Dual inhibition of TGFβ and AXL as a novel therapy for human colorectal adenocarcinoma with mesenchymal phenotype
Davide Ciardiello, Bernadette Blauensteiner, Nunzia Matrone, Valentina Belli, Thomas Mohr, Pietro Paolo Vitiello, Giulia Martini, L. Poliero, Claudia Cardone, Stefania Napolitano, Vincenzo De Falco, Emilio Francesco Giunta, Vincenza Ciaramella, Carminia Della Corte, Giusi Barra, Francesco Selvaggi, Renato Franco, Federica Zito Marino, Antonio Cuomo, Floriana Morgillo, Teresa Troiani, Maria Sibilia, Fortunato Ciardiello, Erika Martinelli
Abstract
A subset of colorectal cancer (CRC) with a mesenchymal phenotype (CMS4) displays an aggressive disease, with an increased risk of recurrence after surgery, reduced survival, and resistance to standard treatments.
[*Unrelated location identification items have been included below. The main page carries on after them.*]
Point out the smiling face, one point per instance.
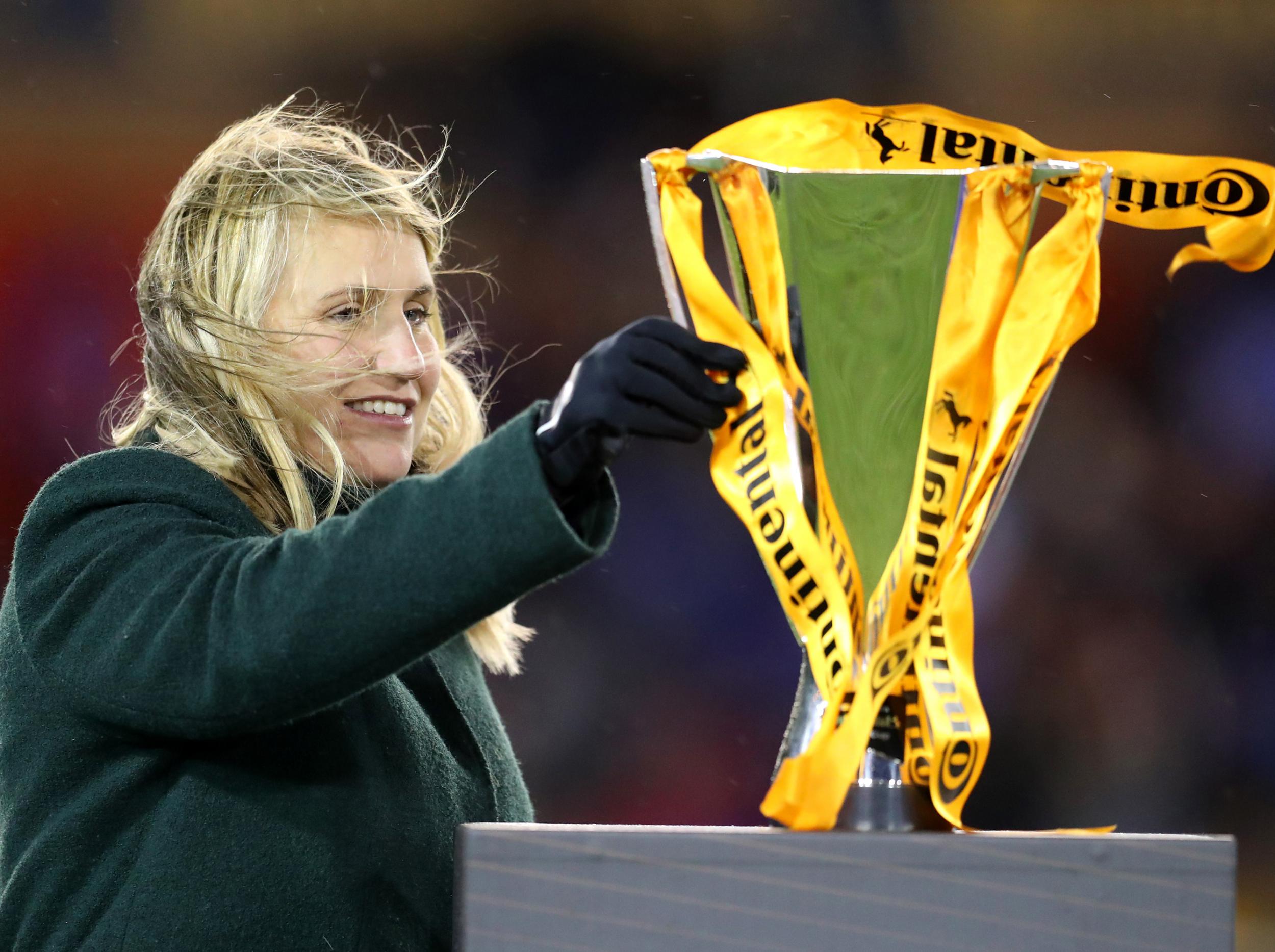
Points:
(363, 295)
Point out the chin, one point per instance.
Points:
(381, 466)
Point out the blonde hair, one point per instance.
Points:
(216, 391)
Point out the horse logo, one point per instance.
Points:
(888, 146)
(948, 403)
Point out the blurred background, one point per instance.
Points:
(1124, 603)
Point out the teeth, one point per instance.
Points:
(394, 409)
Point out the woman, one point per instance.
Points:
(241, 699)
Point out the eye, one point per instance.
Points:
(345, 315)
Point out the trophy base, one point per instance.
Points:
(886, 807)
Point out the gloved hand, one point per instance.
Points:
(646, 380)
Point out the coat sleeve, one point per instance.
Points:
(139, 599)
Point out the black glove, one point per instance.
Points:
(646, 380)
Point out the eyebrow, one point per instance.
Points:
(348, 289)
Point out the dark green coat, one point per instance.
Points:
(213, 738)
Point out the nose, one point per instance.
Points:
(397, 350)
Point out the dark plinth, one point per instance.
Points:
(623, 889)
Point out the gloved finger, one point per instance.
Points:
(652, 387)
(679, 368)
(649, 420)
(704, 352)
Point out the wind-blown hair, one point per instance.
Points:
(218, 391)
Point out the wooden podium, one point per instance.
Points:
(629, 889)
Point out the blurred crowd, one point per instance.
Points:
(1125, 642)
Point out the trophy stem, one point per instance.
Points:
(879, 801)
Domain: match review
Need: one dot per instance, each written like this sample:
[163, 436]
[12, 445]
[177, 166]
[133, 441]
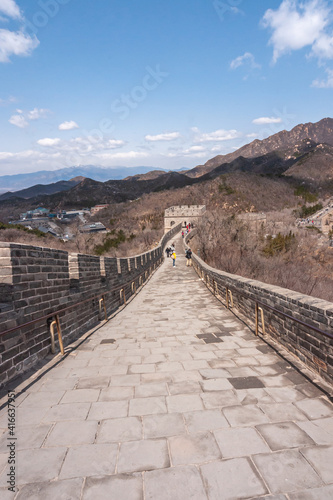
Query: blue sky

It has been shown that the AXL and TGFβ signaling pathways are involved in epithelial-to-mesenchymal transition, migration, metastatic spread, and unresponsiveness to targeted therapies. However, the prognostic role of the combination of these biomarkers and the anti-tumor effect of AXL and TGFβ inhibition in CRC still has to be assessed. To evaluate the role of AXL and TGFβ as negative biomarker in CRC, we conducted an in-depth in silico analysis of CRC samples derived from the Gene Expression Omnibus. We found that AXL and TGFβ receptors are upregulated in CMS4 tumors and are correlated with an increased risk of recurrence after surgery in stage II/III CRC and a reduced overall survival. Moreover, we showed that AXL receptor is differently expressed in human CRC cell lines. Dual treatment with the TGFβ galunisertib and the AXL inhibitor, bemcentinib, significantly reduced colony formation and migration capabilities of tumor cells and displayed a strong anti-tumor activity in 3D spheroid cultures derived from patients with advanced CRC. Our work shows that AXL and TGFβ receptors identify a subgroup of CRC with a mesenchymal phenotype and correlate with poor prognosis. Dual inhibition of AXL and TGFβ could represent a novel therapeutic strategy for patients with this aggressive disease.